Semoga keluarganya juga mendapat uang kompensasi dari kerajaan semut yang
menugaskannya.
Beuh...semut sudah masuk kedalam
sarungnya, bergerilya. Andaikata semut itu berbentuk luna maya atau aura kasih,
mungkin parkun bisa menikmati gigitannya. Sayangnya semut tak mau menjelma
menjadi luna maya. Dan tetap menjadi semut. Menggigit pahanya. Parkun bak orang
terbakar. Bergerak dengan gaya bebas. Bah, bahkan sarung dan celana dalam kini
sudah terlepas. Ini bukan porno. Tapi darurat. Ia harus menyelamatkan
senjatanya dari serangan semut yang mungkin menganggap barang milik Parkun
terasa manis.
Parkun hanya bisa melakukan pertahanan
terakhir untuk mempertahankan barangnya tetap aman. Tangan bergerak mengusir
semut yang bersemangat meraih itunya Parkun.

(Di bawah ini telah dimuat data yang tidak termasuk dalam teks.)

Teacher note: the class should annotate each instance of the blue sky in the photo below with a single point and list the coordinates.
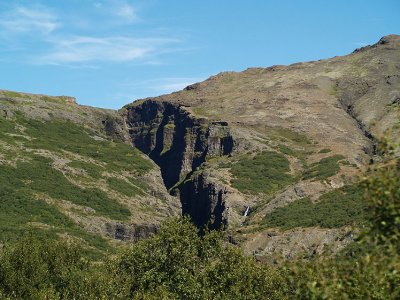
(108, 53)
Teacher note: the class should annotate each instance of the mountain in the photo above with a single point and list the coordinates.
(272, 155)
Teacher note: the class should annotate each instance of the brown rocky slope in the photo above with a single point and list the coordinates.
(321, 118)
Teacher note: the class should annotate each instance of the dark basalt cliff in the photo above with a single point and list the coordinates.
(180, 143)
(239, 145)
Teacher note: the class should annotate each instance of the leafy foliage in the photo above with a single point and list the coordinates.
(176, 263)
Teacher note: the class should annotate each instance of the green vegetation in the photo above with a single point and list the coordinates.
(60, 136)
(11, 94)
(292, 135)
(93, 170)
(344, 206)
(125, 188)
(30, 176)
(325, 150)
(265, 172)
(323, 169)
(38, 176)
(176, 263)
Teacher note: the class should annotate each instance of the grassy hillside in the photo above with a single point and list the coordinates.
(59, 177)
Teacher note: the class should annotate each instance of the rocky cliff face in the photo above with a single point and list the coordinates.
(322, 117)
(180, 143)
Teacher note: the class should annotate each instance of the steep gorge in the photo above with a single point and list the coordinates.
(179, 144)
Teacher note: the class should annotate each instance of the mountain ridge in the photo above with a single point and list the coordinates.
(262, 141)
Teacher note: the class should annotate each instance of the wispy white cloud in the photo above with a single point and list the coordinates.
(125, 11)
(120, 10)
(44, 44)
(360, 44)
(161, 85)
(22, 19)
(80, 49)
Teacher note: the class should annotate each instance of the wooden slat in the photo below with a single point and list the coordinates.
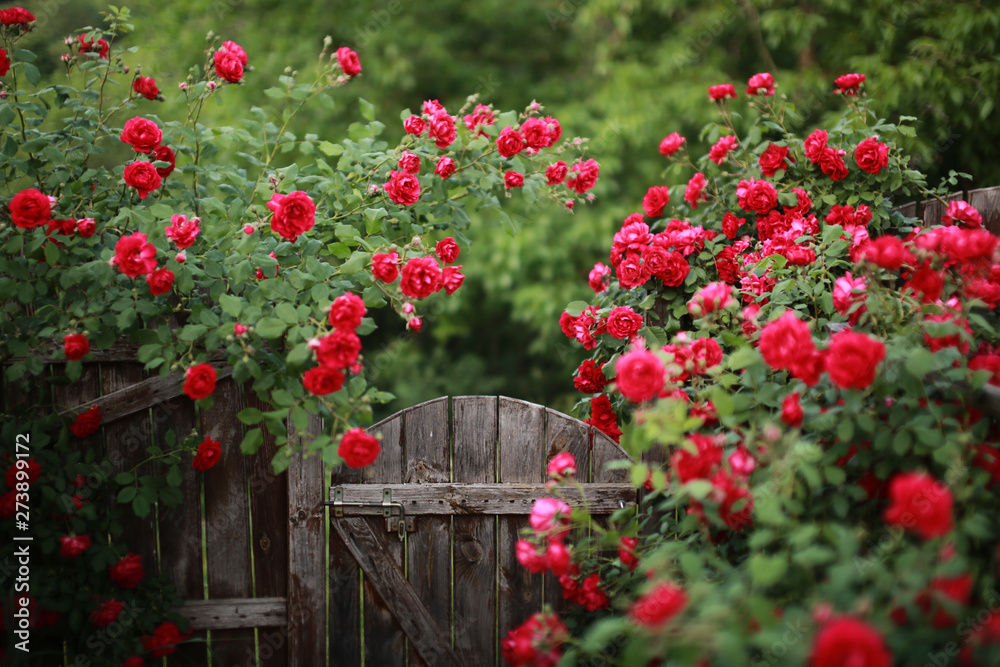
(234, 613)
(369, 547)
(474, 441)
(521, 459)
(306, 566)
(428, 550)
(384, 641)
(476, 499)
(136, 394)
(269, 516)
(987, 202)
(227, 521)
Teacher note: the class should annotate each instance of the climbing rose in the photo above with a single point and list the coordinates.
(322, 380)
(75, 346)
(349, 61)
(141, 134)
(293, 214)
(143, 177)
(134, 256)
(872, 155)
(671, 144)
(421, 277)
(358, 449)
(208, 454)
(920, 503)
(655, 609)
(183, 231)
(199, 381)
(846, 642)
(639, 375)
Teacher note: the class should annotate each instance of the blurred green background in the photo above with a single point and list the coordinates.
(623, 73)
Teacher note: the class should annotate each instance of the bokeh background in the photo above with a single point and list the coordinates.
(623, 73)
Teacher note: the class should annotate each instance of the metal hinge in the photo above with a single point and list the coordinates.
(399, 523)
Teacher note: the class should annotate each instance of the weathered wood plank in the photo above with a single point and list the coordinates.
(474, 441)
(987, 202)
(227, 521)
(369, 547)
(521, 459)
(269, 516)
(384, 640)
(428, 550)
(137, 395)
(477, 499)
(306, 567)
(234, 613)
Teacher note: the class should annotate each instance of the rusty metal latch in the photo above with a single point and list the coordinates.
(398, 524)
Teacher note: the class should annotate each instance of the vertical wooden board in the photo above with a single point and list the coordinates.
(268, 515)
(474, 441)
(306, 604)
(521, 449)
(180, 527)
(384, 640)
(126, 441)
(227, 522)
(428, 549)
(987, 202)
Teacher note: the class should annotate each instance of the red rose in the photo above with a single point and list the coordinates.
(721, 92)
(349, 61)
(721, 148)
(164, 640)
(106, 613)
(671, 143)
(160, 281)
(228, 66)
(127, 572)
(639, 375)
(658, 606)
(75, 346)
(403, 188)
(421, 277)
(199, 381)
(385, 266)
(655, 200)
(358, 449)
(513, 179)
(764, 81)
(442, 129)
(146, 86)
(143, 177)
(164, 154)
(339, 349)
(134, 256)
(846, 641)
(322, 380)
(346, 311)
(623, 322)
(414, 125)
(848, 83)
(294, 214)
(30, 208)
(71, 546)
(142, 134)
(445, 167)
(920, 503)
(87, 422)
(209, 453)
(871, 155)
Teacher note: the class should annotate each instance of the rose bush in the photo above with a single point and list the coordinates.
(802, 405)
(205, 248)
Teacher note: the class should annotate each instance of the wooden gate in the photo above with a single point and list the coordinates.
(464, 473)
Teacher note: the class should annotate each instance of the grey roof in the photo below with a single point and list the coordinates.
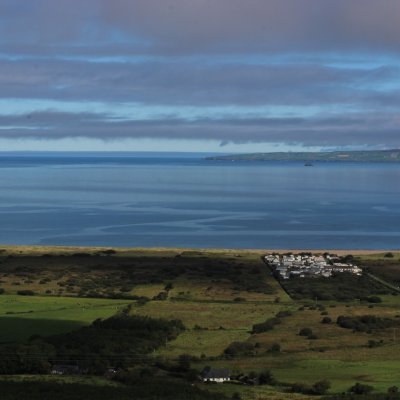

Ladalah...tiba-tiba suasana senyap berubah
jadi ramai. Warga-warga berjalan berbarengan. Menuju ke arah Parkun. Duh,
betapa bahagianya parkun ada yang menolong. Jari-jari warga menunjuk Parkun
yang sedang berhadapan dengan semut. Ia ingin melonjak sebab rasa bahagia.
Ternyata warga seperhatian itu padaku. Mereka pasti akan menolongku. Pikirnya.
“aaaaaaaaaaaaaaaaaaaaarrrrgghhhhhhhhhhhhhh”
jeritan ibu-ibu serempak.
Adakah hantu datang? Sayangnya tidak sama
sekali.
Para ibu-ibu itu menutup tanya dengan
jari-jari tangannya. Tentu harus terus diingat. Bahwa Parkun masih dalam
keadaan tak bercelana. Alias bugil. Tapi entahlah...jari perempuan-perempuan
itu kadang direnggang. Memberikan ruang untuk matanya bisa mengamati apa yang
terjadi. Atau mungkin membandingkan milik Parkun dengan milik suami mereka.
“Itu..itu” suara laki-laki menunjuk
parkun.
“iya, itu,,,saya lihat sendiri. Ternyata
Parkun sehina itu. Kita bunuh saja dia” tambah salah seorang
“iya..aku lihat dia datang kekamar dan
sedang merayu istriku”
“aku juga melihatnya dirumahku”
“iya sama”
“iya sama” semua serempak setuju.
Parkun tak perduli dengan apa yang mereka
katakan. Yang jadi salah saat ini adalah bagaimana ia menutupi kemaluan ruhani
dan jasmaninya.
“ayo..ayoo..kita bunuh parkun sekarang
juga” beuh..gegerlah. Semua warga mendekat kecuali ibu-ibu.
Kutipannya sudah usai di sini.